July 28 @ 4:30 PM - 5:30 PM IST
Thesis Defense Talk
Venue: MMCR, EE
Time: 4:30pm [High Tea at 4:15pm]
Speaker: Shreyas Ramoji
Title: Supervised Learning Approaches for Language and Speaker Recognition
In the age of artificial intelligence, one of the important goals of the speech processing research community is to enable machines to automatically recognize who is speaking and in what language.
In the first part of this talk, I will discuss our efforts towards a supervised version of the generative model based embedding extractor for speaker and language recognition. We call the embeddings from this supervised approach as s-vectors. In this approach, a database of speech recordings (in the form of a sequence of short-term feature vectors) is modeled with a Gaussian Mixture Model, called the Universal Background Model (GMM-UBM). The deviation in the mean components is captured in a lower dimensional latent space, called the i-vector space, using a factor analysis framework. In our research, we propose a fully supervised version of the i-vector model, where each label class is associated with a Gaussian prior with a class-specific mean parameter. The joint prior (marginalized over the sample space of classes) on the latent variable becomes a GMM. With detailed data analysis and visualization, we show that the s-vector features yield representations that succinctly capture the language (accent) label information and also perform significantly improved the recognition of various accents of the same language.
In the second part of the talk, I will discuss our efforts for the problem of fully supervised end-to-end speaker verification, where a binary decision has to be made whether a pair of recordings belong to the same speaker or not. We proposed a neural network approach for back-end modeling, where the likelihood ratio score of the generative probabilistic discriminative analysis (PLDA) model is posed as a discriminative similarity function, and the learnable parameters of the score function are optimized using a verification cost. The proposed model, termed as neural PLDA (NPLDA), is initialized using the generative PLDA model parameters. The loss function for the NPLDA model is an approximation of the minimum detection cost function (DCF) used as one of the evaluation metrics in various speaker verification challenges. The speaker recognition experiments using the NPLDA model are performed on the speaker verification task in the VOiCES datasets as well as the SITW challenge dataset. Further, we explore a fully neural approach where the neural model outputs the verification score directly, given the acoustic feature inputs. This Siamese neural network (E2E-NPLDA) model combines embedding extraction and back-end modeling into a single processing pipeline. Several speaker recognition experiments were performed on benchmark datasets where the proposed N E2E-NPLDA models are shown to improve significantly over the then state-of-art system.

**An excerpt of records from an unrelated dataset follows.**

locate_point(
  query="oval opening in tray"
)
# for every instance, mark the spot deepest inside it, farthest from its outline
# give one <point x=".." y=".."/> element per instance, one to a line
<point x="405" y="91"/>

I will conclude the talk by highlighting some of the noteworthy approaches that were published during the course of this research work, and identifying some important research directions related to this thesis that can be pursued in the future.
Shreyas Ramoji is a Research Associate at the Learning and Extraction of Acoustic Patterns (LEAP) Laboratory, Department of Electrical Engineering, Indian Institute of Science, Bengaluru. He obtained his Bachelor of Engineering degree from the Department of Electronics and Communication Engineering, PES Institute of Technology, Bangalore South Campus. His research interests include speaker and language recognition, diarization, representation learning for multilingual and conversational speech, ML/AI applied to healthcare and the environment, natural language processing, explainability and interpretability of neural networks, and neuro-symbolic AI.